Overview:

America's extremely elderly politicians have had their day in the sun. They should step back and let the young start making decisions that will shape the future they'll have to live in.

Reading Time: 6 minutes

The Senate is a social club for old people.

It’s right there in the name. The word comes from the Latin senex, meaning “old”. It’s the same root as in words like “senior” and “senile”.

Idealistically, the US Senate, like the Roman Senate, was meant to embody the collective wisdom of the aged. It was supposed to temper the fiery passion of younger people with its maturity and gravitas. The founders famously called it a “cooling saucer” to contrast to the scalding tea of the House of Representatives.

That didn’t work out the way they hoped.

A kingdom of the very old

Instead, the Senate has become the source of gridlock and stagnation. It’s the body that most reliably prevents those who win an election from being able to govern.

It’s also a gerontocracy. It’s a kingdom of the very old, who cling to their seats as fiercely as if it might stave off approaching death. One of those seats has just been freed up from the cold, dead hands of its previous occupant:

Sen. Dianne Feinstein, who was first elected to the U.S. Senate from California in 1992 in a wave election known as “the Year of the Woman” and went on to champion gun control, has died at her home in Washington, D.C. She was 90 years old.

Dianne Feinstein, longest serving woman in the Senate, has died at 90.” Scott Schafer, NPR, 29 September 2023.

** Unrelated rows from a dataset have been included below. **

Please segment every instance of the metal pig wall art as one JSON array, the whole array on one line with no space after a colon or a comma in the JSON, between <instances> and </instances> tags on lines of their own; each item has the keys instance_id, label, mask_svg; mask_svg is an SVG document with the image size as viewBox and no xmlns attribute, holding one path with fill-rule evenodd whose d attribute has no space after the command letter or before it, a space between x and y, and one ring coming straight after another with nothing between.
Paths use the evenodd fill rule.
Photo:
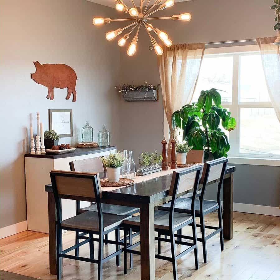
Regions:
<instances>
[{"instance_id":1,"label":"metal pig wall art","mask_svg":"<svg viewBox=\"0 0 280 280\"><path fill-rule=\"evenodd\" d=\"M31 74L31 78L37 83L48 88L47 98L51 100L54 99L54 88L67 87L66 99L69 99L72 93L72 101L73 102L76 101L75 87L77 78L72 68L65 64L40 64L38 61L33 63L36 71Z\"/></svg>"}]
</instances>

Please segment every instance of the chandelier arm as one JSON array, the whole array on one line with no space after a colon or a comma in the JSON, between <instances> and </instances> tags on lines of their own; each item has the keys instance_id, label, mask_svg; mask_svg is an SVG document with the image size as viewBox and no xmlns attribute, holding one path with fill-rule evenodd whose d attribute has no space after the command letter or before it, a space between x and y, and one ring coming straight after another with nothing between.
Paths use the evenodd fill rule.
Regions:
<instances>
[{"instance_id":1,"label":"chandelier arm","mask_svg":"<svg viewBox=\"0 0 280 280\"><path fill-rule=\"evenodd\" d=\"M148 7L149 6L149 4L150 4L150 2L151 2L151 0L148 0L148 2L147 3L147 4L146 5L146 7L145 7L145 9L144 10L144 12L143 13L144 15L145 14L145 13L146 12L146 11L147 10L147 8L148 8Z\"/></svg>"},{"instance_id":2,"label":"chandelier arm","mask_svg":"<svg viewBox=\"0 0 280 280\"><path fill-rule=\"evenodd\" d=\"M120 18L119 19L112 19L112 21L135 21L135 18ZM136 22L135 22L136 23Z\"/></svg>"},{"instance_id":3,"label":"chandelier arm","mask_svg":"<svg viewBox=\"0 0 280 280\"><path fill-rule=\"evenodd\" d=\"M133 22L133 23L132 23L131 24L129 24L129 25L128 25L127 26L126 26L125 27L124 27L124 28L122 28L122 30L124 30L125 29L126 29L127 28L128 28L130 27L131 26L132 26L133 25L134 25L134 24L136 24L137 23L137 21L135 21L135 22ZM140 27L140 26L139 26Z\"/></svg>"},{"instance_id":4,"label":"chandelier arm","mask_svg":"<svg viewBox=\"0 0 280 280\"><path fill-rule=\"evenodd\" d=\"M133 6L134 6L134 7L135 8L135 9L137 9L137 8L136 6L136 5L135 4L135 3L134 2L134 1L133 0L130 0L130 1L132 2L132 4L133 4Z\"/></svg>"},{"instance_id":5,"label":"chandelier arm","mask_svg":"<svg viewBox=\"0 0 280 280\"><path fill-rule=\"evenodd\" d=\"M172 19L172 16L166 16L163 17L150 17L149 19Z\"/></svg>"},{"instance_id":6,"label":"chandelier arm","mask_svg":"<svg viewBox=\"0 0 280 280\"><path fill-rule=\"evenodd\" d=\"M148 14L147 16L145 16L146 17L147 17L148 16L149 16L151 15L152 15L153 14L154 14L156 12L158 12L158 11L160 10L160 8L158 8L156 10L155 10L154 11L153 11L152 12L151 12L149 14Z\"/></svg>"}]
</instances>

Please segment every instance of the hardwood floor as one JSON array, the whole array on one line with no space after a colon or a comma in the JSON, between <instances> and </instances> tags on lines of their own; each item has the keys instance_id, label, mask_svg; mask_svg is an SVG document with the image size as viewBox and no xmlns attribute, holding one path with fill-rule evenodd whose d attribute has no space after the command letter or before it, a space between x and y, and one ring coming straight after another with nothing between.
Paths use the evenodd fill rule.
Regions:
<instances>
[{"instance_id":1,"label":"hardwood floor","mask_svg":"<svg viewBox=\"0 0 280 280\"><path fill-rule=\"evenodd\" d=\"M217 214L211 213L206 217L207 224L217 224ZM234 223L233 238L225 240L223 252L221 253L220 251L218 235L207 241L207 264L203 263L202 247L199 243L198 270L194 269L193 252L178 260L180 280L280 279L280 217L235 212ZM183 234L188 235L191 230L191 227L187 227L183 229ZM197 231L199 236L198 228ZM110 237L114 237L112 235ZM138 238L135 238L133 241ZM74 243L75 235L72 232L63 234L63 248ZM95 243L97 255L97 245ZM156 244L157 252L157 242ZM170 255L170 245L164 242L162 244L162 253ZM105 254L112 252L114 247L106 245ZM177 248L177 254L184 250L182 246ZM56 279L55 275L49 273L48 250L48 235L43 233L26 231L1 239L0 269L45 280ZM80 254L82 256L89 256L88 245L80 247ZM115 259L104 264L103 279L139 279L140 256L133 255L134 268L132 270L128 270L126 276L123 275L122 255L121 259L122 265L119 267L116 266ZM97 279L97 264L64 259L63 265L63 280ZM172 279L171 263L156 259L156 279Z\"/></svg>"}]
</instances>

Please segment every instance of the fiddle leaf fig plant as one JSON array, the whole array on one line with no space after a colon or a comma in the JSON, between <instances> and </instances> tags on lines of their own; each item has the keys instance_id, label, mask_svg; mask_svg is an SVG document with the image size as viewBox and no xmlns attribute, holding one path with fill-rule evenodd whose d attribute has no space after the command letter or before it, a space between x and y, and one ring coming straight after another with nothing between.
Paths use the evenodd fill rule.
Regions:
<instances>
[{"instance_id":1,"label":"fiddle leaf fig plant","mask_svg":"<svg viewBox=\"0 0 280 280\"><path fill-rule=\"evenodd\" d=\"M172 114L173 129L183 130L183 140L193 149L205 149L205 159L211 152L214 159L227 156L230 146L220 125L229 131L236 126L231 112L221 106L219 91L202 91L196 103L185 105Z\"/></svg>"}]
</instances>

If I sound overly flippant, that’s not my intention. I don’t mean to be cruel, but I can’t ignore the dark irony of this situation.

If Dianne Feinstein had retired earlier, she’d have had a distinguished career to boast about. Instead, she made herself a punchline by clinging to her seat long after she should have relinquished it. Indeed, she may have held on so long that she no longer had the capacity to give it up. In the months leading up to her death, there were persistent rumors that she had dementia and was being puppeteered by her staff.

This isn’t solely a Democratic problem. On the Republican side, Iowa senator Chuck Grassley is 90 years old and just won reelection in 2022. There’s also whatever malady (a mini-stroke?) afflicted Mitch McConnell, on camera, twice:

Sen. Mitch McConnell appeared to freeze momentarily at an event in Covington, Ky., after having been asked by a reporter about running for reelection in 2026.

It’s the second time that the 81-year-old Republican seemed briefly unable to speak in public in a little over a month.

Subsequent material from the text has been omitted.